Es ist kalt. Dicke Schneeflocken bahnen sich den Weg bis zu uns durch. Wir beide, aneinandergekuschelt, meine Hände in deinen Jackentaschen versteckt, meinen Kopf auf deiner Schulter, stehen da. „Endlich wieder einmal weiße Weihnachten.“, sagst du und ich murmle dir nur ein „Mhm.“ ins Ohr. Es ist schön, den ganzen Tag, wo jeder nur mehr gestresst und ohne Halt der Bescherung entgegenwütet, mit dir gemeinsam verbringen zu können. Uns lässt nichts mehr aus der Ruhe kommen.

„Ich freu‘ mich schon auf die leuchtenden Kinderaugen und…“ – „Auf die Geschenke?“, wirfst du ein. „Nein. Darauf nicht. Auf das Zusammensein mit der Familie. Auf Gespräche, die ansonsten nie stattfinden würden, auf Lachen, auf Kerzenschein, auf das Weihnachtsevangelium.“ – „So richtig christlich.“ – „Mhm. Irgendwie schon. Aber ich kann mir irgendwie Weihnachten nicht mehr ohne all dem vorstellen. Und die schrecklich falsch gesungenen Lieder und das hektische Austeilen der Geschenke.“

„Es ist schön, dass du heute Zeit hattest.“ – „Ich habe darauf gehofft, dass du anrufst, ob du noch schnell vorbeikommen würdest. Und ich hoffte, dass dein ’noch schnell‘ so wie immer sein wird.“ Wir gehen weiter durch die bezaubernd weiße Schneelandschaft. Vorbei an eingeschneiten Parkbänken, und vollkommen nackten, halb erfrorenen Bäumen. Bis du mich schließlich in den Schnee schubst und dich gleich daneben hinlegst. Du lachst, so wie du immer lachst, wenn dir etwas gefällt.

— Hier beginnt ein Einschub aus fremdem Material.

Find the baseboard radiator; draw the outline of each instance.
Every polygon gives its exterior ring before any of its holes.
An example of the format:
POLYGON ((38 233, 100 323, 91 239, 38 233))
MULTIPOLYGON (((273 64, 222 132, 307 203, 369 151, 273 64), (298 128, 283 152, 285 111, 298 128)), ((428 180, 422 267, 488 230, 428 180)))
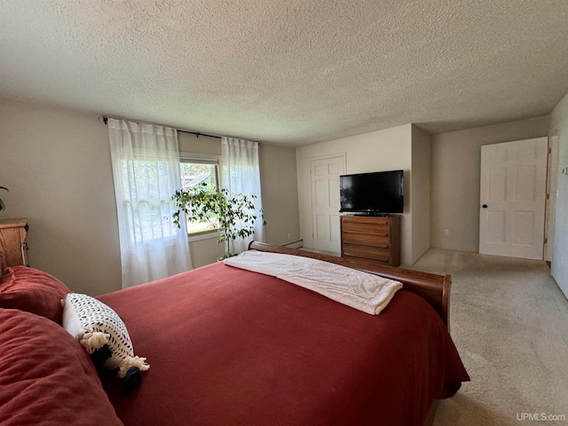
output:
POLYGON ((296 240, 294 241, 280 244, 281 247, 288 247, 290 248, 300 248, 304 247, 304 240, 296 240))

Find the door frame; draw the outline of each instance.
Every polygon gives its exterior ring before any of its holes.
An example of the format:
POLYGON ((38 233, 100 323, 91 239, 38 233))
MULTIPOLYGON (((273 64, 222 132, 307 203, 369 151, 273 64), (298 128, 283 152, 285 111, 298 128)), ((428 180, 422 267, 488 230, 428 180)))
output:
POLYGON ((544 209, 544 260, 552 262, 554 220, 556 205, 556 173, 558 170, 558 135, 548 137, 547 159, 547 201, 544 209))

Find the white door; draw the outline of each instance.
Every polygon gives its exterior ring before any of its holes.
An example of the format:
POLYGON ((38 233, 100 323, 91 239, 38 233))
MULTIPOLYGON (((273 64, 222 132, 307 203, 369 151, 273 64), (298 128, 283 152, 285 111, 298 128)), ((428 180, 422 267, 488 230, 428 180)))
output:
POLYGON ((345 156, 312 160, 310 172, 314 248, 341 253, 339 176, 345 172, 345 156))
POLYGON ((542 259, 548 138, 481 147, 479 253, 542 259))

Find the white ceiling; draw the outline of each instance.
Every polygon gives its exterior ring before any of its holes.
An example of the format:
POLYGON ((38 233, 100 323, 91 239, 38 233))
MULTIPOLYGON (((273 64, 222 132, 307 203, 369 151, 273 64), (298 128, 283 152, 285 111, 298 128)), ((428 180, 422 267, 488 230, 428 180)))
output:
POLYGON ((566 0, 0 0, 0 96, 305 145, 548 114, 566 0))

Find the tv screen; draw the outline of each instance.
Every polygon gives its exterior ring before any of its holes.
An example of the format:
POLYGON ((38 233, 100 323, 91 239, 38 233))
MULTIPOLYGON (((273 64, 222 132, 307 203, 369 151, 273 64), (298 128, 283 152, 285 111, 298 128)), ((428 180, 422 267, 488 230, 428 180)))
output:
POLYGON ((339 211, 367 215, 402 213, 403 177, 403 170, 340 176, 339 211))

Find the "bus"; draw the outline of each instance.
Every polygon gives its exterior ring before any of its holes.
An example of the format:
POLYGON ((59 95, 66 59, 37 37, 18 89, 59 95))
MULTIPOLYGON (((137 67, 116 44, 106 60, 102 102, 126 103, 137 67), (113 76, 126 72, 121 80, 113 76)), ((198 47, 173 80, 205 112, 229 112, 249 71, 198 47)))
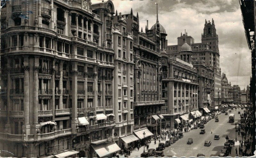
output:
POLYGON ((228 117, 229 123, 234 123, 235 121, 235 114, 231 114, 228 117))

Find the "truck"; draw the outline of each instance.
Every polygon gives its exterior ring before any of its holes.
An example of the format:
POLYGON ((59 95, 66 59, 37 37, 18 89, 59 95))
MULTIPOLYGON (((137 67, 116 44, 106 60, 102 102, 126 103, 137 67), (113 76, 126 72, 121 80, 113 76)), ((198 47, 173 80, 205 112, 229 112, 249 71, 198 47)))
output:
POLYGON ((229 123, 234 123, 235 121, 235 114, 229 114, 228 120, 229 123))

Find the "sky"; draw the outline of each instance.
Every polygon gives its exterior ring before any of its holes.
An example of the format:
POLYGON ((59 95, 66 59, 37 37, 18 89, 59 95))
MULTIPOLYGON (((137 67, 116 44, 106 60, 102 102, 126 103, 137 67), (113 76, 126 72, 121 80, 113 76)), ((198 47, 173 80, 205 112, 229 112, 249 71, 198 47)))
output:
MULTIPOLYGON (((92 0, 93 4, 102 0, 92 0)), ((105 0, 106 1, 106 0, 105 0)), ((158 4, 159 22, 168 34, 168 45, 177 44, 177 37, 186 29, 195 43, 201 42, 205 19, 214 21, 219 36, 220 67, 232 85, 243 89, 251 76, 251 51, 243 24, 238 0, 144 0, 112 1, 119 14, 138 12, 140 31, 148 20, 149 28, 156 23, 158 4)))

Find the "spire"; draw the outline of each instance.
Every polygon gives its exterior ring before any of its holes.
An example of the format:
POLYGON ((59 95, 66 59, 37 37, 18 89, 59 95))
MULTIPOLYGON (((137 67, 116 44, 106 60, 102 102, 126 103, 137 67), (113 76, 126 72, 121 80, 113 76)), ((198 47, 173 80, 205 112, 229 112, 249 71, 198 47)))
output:
POLYGON ((158 9, 157 9, 157 4, 156 4, 156 22, 158 22, 158 9))

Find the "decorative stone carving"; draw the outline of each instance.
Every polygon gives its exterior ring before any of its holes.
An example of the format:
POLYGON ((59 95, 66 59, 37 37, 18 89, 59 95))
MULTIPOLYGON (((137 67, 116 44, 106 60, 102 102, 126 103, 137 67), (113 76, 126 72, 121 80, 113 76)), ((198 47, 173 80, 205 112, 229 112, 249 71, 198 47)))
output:
POLYGON ((38 71, 39 69, 40 69, 40 66, 34 66, 33 67, 33 70, 34 71, 38 71))
POLYGON ((72 70, 71 71, 71 75, 72 76, 77 76, 78 74, 78 71, 76 70, 72 70))
POLYGON ((29 71, 30 69, 30 66, 29 65, 25 65, 23 67, 23 70, 24 71, 29 71))

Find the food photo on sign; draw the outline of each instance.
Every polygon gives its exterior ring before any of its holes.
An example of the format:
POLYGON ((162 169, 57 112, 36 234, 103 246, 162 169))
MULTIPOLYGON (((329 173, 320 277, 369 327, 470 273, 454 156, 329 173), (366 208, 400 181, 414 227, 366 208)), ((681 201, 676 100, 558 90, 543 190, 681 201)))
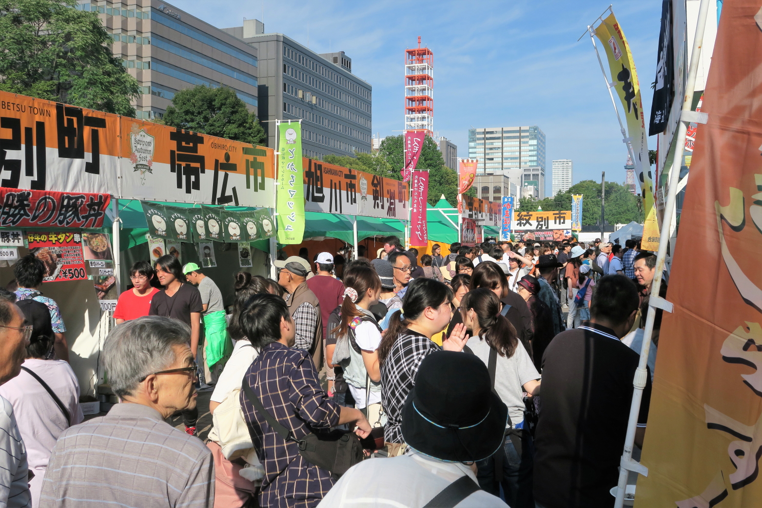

Bewirfst mich mit dem Schneestaub, und wischt es mir mit der gleichen Handbewegung wieder aus dem Gesicht. Und ich, die eine Hälfte meines Kopfes im Schnee vergraben, um dir in die Augen zu sehen, sage nur „Danke. Danke, dass es dich gibt.“ Und du lachst. „Und danke, dass du es mit mir versuchst und danke, dass du es nun schon so lange mit mir aushältst.“ Du küsst mich.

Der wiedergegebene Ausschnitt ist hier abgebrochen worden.